Je pris le lendemain possession de mon nouveau domicile ; M. Poupard y vint passer l’après-midi : nous soupâmes tête à tête, et il recueillit le fruit des soins qu’il s’était donnés pour assurer ses plaisirs. La conjoncture était favorable pour lui, j’avais le cœur libre et étais depuis longtemps réduite à une abstinence bien opposée à mon tempérament : aussi ne me parut-il pas si effroyable que dans le temps où j’étais entêtée de son neveu ; peu s’en fallut même que je ne le trouvasse embelli. Je remarquai cependant avec plaisir que depuis que je l’avais quitté il s’était, heureusement pour moi, mis dans le goût de surprendre son monde, ce qui me mettait à l’abri de ses baisers réitérés.

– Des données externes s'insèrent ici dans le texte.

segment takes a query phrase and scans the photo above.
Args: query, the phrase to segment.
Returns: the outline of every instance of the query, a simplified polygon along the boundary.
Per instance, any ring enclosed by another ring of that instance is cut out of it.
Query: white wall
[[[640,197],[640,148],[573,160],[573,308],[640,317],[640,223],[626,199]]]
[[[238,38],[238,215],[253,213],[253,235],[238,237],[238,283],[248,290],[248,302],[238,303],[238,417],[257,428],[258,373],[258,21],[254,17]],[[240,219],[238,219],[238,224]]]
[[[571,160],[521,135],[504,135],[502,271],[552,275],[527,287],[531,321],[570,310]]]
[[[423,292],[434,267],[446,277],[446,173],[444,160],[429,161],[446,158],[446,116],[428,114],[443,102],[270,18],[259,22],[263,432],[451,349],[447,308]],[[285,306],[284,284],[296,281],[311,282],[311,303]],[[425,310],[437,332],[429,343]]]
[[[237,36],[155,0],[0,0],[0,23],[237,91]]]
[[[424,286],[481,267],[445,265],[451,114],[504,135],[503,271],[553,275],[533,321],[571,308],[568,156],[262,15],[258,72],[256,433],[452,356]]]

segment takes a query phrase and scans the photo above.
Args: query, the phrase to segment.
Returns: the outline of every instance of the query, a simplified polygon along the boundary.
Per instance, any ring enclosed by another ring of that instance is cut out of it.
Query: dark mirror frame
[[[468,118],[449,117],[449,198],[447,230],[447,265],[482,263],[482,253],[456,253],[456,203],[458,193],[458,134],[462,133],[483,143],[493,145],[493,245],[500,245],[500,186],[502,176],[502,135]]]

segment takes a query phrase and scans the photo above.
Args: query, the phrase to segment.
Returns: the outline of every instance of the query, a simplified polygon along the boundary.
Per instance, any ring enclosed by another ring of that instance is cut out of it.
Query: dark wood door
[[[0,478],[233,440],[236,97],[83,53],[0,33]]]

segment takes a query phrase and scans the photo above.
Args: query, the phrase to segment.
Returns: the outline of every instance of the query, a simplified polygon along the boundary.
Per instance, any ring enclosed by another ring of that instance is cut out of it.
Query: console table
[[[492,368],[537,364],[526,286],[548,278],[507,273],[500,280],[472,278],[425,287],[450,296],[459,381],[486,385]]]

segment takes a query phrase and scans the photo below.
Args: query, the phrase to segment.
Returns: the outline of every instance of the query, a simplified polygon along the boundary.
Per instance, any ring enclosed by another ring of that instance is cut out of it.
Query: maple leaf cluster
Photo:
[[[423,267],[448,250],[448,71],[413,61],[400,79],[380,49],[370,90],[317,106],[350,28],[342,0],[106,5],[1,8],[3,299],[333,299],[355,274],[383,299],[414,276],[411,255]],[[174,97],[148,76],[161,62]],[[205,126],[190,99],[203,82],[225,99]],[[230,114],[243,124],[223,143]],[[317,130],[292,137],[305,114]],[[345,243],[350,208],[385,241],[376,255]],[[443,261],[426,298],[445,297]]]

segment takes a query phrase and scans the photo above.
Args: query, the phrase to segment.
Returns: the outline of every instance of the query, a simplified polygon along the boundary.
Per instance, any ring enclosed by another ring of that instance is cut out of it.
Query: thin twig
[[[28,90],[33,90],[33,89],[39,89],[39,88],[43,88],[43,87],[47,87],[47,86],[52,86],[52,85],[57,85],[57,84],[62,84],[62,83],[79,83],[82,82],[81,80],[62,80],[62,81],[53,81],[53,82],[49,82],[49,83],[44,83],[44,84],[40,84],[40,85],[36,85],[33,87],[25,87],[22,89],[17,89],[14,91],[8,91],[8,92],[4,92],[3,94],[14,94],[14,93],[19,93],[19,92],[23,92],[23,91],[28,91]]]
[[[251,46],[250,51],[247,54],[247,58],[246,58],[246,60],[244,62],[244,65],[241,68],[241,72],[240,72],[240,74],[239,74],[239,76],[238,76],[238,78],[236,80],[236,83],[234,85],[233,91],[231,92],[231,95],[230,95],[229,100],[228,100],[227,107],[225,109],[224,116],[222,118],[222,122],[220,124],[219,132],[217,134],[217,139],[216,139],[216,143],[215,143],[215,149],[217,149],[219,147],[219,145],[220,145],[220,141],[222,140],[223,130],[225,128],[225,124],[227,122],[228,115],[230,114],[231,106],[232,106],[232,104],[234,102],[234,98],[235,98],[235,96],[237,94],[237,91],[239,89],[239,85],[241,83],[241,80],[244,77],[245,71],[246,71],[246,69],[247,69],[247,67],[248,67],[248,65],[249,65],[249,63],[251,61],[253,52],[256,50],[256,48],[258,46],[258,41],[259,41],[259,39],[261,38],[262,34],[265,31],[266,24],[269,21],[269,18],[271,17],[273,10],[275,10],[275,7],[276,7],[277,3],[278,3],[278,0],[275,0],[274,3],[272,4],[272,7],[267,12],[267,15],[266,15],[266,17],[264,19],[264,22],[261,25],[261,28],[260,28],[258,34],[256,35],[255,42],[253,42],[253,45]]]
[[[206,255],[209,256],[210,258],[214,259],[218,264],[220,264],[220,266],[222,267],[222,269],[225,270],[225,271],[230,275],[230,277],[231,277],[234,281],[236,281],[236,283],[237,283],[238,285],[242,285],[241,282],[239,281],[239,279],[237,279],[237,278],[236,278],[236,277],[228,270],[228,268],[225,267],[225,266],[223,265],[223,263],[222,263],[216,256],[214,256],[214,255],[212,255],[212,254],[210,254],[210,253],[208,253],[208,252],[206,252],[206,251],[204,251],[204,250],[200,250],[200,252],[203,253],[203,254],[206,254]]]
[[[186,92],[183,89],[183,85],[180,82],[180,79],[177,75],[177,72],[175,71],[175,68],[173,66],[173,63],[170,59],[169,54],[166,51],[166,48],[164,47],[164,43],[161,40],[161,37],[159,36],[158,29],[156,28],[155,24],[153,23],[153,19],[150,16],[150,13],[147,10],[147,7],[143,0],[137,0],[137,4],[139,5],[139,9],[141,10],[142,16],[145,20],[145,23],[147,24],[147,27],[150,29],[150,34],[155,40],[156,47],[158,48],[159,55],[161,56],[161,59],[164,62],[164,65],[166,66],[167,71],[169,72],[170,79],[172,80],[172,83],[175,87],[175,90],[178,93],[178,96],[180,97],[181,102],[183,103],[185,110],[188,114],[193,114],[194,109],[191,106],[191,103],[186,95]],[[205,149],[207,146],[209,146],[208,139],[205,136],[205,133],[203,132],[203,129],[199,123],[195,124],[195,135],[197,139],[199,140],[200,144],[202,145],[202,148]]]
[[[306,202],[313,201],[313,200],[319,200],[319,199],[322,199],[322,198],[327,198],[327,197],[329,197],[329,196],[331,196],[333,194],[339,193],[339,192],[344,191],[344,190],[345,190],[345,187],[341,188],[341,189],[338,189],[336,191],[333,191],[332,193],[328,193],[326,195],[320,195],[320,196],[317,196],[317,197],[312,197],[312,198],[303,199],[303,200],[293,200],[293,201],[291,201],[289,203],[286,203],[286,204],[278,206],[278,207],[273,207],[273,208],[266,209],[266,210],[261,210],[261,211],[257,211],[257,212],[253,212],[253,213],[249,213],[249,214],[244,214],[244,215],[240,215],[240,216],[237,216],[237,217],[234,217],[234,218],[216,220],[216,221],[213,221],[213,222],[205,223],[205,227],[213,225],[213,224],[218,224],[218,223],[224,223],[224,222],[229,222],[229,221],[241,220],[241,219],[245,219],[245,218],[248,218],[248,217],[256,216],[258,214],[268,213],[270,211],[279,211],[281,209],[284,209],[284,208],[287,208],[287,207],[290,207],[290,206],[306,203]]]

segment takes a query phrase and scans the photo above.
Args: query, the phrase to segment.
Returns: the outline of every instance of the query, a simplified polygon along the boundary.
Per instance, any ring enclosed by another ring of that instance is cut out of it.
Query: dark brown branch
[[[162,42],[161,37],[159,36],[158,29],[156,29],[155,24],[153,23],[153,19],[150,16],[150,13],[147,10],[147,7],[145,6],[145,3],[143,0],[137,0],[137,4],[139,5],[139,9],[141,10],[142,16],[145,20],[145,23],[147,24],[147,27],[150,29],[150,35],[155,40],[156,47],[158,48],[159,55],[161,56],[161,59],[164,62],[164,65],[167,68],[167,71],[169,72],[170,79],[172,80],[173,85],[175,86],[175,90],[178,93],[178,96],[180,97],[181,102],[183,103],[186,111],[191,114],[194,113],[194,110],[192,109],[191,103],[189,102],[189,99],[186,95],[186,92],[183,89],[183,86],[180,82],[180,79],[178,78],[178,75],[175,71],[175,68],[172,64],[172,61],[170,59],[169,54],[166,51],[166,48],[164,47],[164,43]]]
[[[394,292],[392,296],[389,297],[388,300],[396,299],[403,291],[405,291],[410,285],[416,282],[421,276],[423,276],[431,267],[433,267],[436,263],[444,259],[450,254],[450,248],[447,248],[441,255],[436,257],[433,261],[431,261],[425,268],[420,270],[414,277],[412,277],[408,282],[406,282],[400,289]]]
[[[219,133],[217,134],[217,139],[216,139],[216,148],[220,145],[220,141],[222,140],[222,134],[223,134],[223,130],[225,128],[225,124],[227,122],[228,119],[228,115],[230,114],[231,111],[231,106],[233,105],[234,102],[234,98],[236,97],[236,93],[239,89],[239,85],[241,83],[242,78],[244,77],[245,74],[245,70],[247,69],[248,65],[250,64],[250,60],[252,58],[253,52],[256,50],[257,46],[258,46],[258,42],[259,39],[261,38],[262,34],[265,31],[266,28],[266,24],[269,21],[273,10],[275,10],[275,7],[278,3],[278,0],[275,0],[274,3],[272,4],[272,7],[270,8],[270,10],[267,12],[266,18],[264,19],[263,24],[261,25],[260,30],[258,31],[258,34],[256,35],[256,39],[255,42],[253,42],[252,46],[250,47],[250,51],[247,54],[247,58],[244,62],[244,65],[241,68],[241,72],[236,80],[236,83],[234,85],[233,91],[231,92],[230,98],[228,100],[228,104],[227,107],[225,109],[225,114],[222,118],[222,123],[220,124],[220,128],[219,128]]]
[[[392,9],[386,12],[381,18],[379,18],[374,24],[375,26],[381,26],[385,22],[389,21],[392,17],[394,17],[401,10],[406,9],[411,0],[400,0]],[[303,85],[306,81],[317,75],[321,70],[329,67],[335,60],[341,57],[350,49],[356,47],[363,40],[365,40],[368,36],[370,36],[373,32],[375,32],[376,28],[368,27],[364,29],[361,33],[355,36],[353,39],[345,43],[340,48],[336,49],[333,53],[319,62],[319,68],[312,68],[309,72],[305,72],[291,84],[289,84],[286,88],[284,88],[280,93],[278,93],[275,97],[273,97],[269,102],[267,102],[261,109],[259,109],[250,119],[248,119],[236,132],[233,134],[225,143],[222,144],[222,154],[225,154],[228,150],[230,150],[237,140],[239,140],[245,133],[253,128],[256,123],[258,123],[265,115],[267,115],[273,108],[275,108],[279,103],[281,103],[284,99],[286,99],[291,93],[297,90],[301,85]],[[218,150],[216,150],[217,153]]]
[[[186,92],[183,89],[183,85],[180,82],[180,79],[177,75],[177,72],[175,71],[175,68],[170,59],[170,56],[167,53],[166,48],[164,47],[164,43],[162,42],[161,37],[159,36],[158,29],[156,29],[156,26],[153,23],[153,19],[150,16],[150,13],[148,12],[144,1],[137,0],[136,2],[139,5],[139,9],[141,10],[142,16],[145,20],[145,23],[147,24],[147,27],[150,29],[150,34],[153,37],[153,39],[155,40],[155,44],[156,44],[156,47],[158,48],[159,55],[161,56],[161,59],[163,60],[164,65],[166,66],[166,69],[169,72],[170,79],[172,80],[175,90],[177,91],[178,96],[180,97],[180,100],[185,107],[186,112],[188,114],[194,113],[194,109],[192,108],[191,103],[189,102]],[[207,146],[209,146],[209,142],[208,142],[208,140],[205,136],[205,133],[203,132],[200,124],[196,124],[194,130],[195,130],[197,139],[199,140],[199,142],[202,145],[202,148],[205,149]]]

Le surlendemain de mon arrivée j’allai faire ma visite à madame Delêtre, c’était le nom de la dame qui tenait l’autre partie de la maison : il y avait bonne compagnie, et j’y fus reçue avec toute la politesse et l’affection qu’on témoigne à quelqu’un avec qui on veut se lier. J’y passai une partie de la journée avec tout l’agrément possible. Elle vint après chez moi : je ne lui fis pas moins d’accueil ; et, dans le même cas toutes deux, nous parûmes nous convenir. Madame Delêtre était une femme d’environ trente ans, fort jolie, mais sans esprit, qui vivait avec le Marquis de…, homme d’un certain âge, dont la figure n’avait assurément rien de prévenant, mais qui joignait à un esprit vif et pénétrant de profondes lumières : plaisantant le premier sur les vains titres dont les hommes cherchent à se décorer, il ne les appréciait jamais que par leur mérite qui, selon lui, devait seul donner un état. Nous devînmes en fort peu de temps amis : madame Delêtre vint souvent manger chez moi, j’en fis de même chez elle. Le marquis, vis-à-vis duquel j’étais à mon aise, me trouva quelque esprit et de l’acquis, il me l’avoua avec plaisir ; M. Poupard était comblé de me voir si fêtée. Les déférences qu’on avait pour moi lui ouvraient de plus en plus les yeux sur mon mérite : il n’était jamais plus satisfait que lorsqu’il me voyait faire l’ornement de cette compagnie, dans laquelle il ne me faisait pas tout à fait le même plaisir, quoiqu’on eût cependant pour lui tous les égards possibles.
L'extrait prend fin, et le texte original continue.